Символическая и романтическая интерпретация мифа
Короткий очерк истории исследования мифа, который я пытался до сих пор дать, привел нас через структурализм к настоящему моменту. Однако мы должны теперь вновь вернуться к началу XIX века, чтобы обратиться к символически-романтическому пониманию мифа. Я потому рассматриваю его лишь сейчас, что оно, как мы увидим, находится в тесной связи с последующим изложением и потому должно быть непосредственно предпослано ему. Символически-романтическое понимание мифа имеет, помимо всего, два источника: первый обнаруживается в И. Г. Гердере, второй — в знакомстве с индийскими Ведами. Гердер видел в них бесконечное количество явлений, картин и образов творения, символы и иероглифы божественного. Он непосредственно проникся этой мыслью в особенности во время свого морского путешествия из Риги в Нант, которое он подробно описал. Во всем, что он при этом наблюдал, он видел "объяснение первого мифологического времени, Дата"141. Тем самым он хотел сказать, что он отныне понял, как возникло мифологическое видение вещей и что они неизбежно показывают себя в таком же свете и современному человеку, когда он не закрыт от них (как во время морского путешествия) грязным плащом цивилизации. Что же касается индийских Вед, то в них из-за неверного определения времени их написания ошибочно предполагали увидеть отблеск праисторической мудрости, которая в седой древности преисполняла людей в качестве божественного откровения. (В действительности же Веды частично датируются 4 тыс. до н. э.) Если Гердер воскресил неизбывное настоящее мифа в повсюду видимых символах, то исследование санскрита разбудило склонность видеть в прошедших, исчезнувших культурах нечто если не превосходящее, то хотя бы равноценное современной культуре. Оба эти фактора привели в конце концов к до сих пор неведомой реабилитации мифа.

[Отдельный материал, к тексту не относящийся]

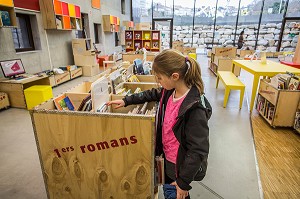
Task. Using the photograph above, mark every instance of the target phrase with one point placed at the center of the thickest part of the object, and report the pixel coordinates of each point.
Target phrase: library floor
(233, 167)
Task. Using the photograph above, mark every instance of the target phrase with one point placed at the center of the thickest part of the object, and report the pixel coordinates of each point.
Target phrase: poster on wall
(96, 4)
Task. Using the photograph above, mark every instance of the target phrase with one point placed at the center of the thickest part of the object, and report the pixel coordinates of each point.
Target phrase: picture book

==62 Вообще-то вначале преобладало мнение, что миф опирается на искаженную индийскую или, как тогда в этой связи также полагали, египетскую мудрость праисторических времен. В этом сходились А. Канне142, Ф. Г. Велькер143, Г. Германн'44 и Ф. Кройцер145, даже если их мнения и различались во многих частностях и они скорее критически относились друг к другу146. Поскольку Кройцер был наиболее значительным из них, то мы обратимся для примера к рассмотрению лишь его взглядов. Хотя Кройцер и перенял применяемое Гердером к мифу понятие символа, он вместе с тем придал ему такое значение, которое обнаруживает влияние вышедшей в 1803 году книги Шеллинга "Философия искусства". Символ, по Кройцеру, выражает собой явление бесконечного в конечном и чувственном образе. Именно нечто подобное имеет место, когда себя проявляет божественная сущность: таким образом, символ является средством божественного откровения. В этом смысле всякий мифический бог был первоначально символом, который "чудесным образом объединяет красоту формы с высочайшей полнотой сущности"'47. Однако не только боги обладали подобной символической силой, но и связанная с ними речь в качестве "простой формулы, письменного предписания или волнующего сообщения"148. В таких довольно лаконично описанных Кройцером праобразах и праформулах якобы воплощалась праисторическая мудрость человечества. Однако она довольно быстро выродилась отчасти из-за того, что священники могли преподносить ее древнему народу лишь в виде басен и сказок, а отчасти потому, что ею овладел, в особенности у греков, безудержный порыв поэтической фантазии. Символ можно было постичь философски, пусть даже и не полностью, паразитирующую же на нем мифологию, насмехающуюся над всякой логикой, — едва ли. В то время как "философская символика Востока... воздерживаясь от красивостей, пыталась лишь сохранить великое содержание древней веры в соответствующих образах"149, "высокая серьезность седой старины выродилась в свободную игру фантазии благодаря поэтической мифологии греков"150. Однако если для Кройцера праисторическая мудрость как форма божественного откровения лежит, погребенная в давно минувшее прошлое, то она тем не менее — и здесь он вновь следует за Гердером — может быть возрождена тем, кто имеет глаза, чтобы видеть, и уши, чтобы Слышать. Для него существует "...переживание мифа, и такой человек переживает миф ежедневно, когда обозревает живое хозяйство природы и наблюдает народ в его жизни и делах"151.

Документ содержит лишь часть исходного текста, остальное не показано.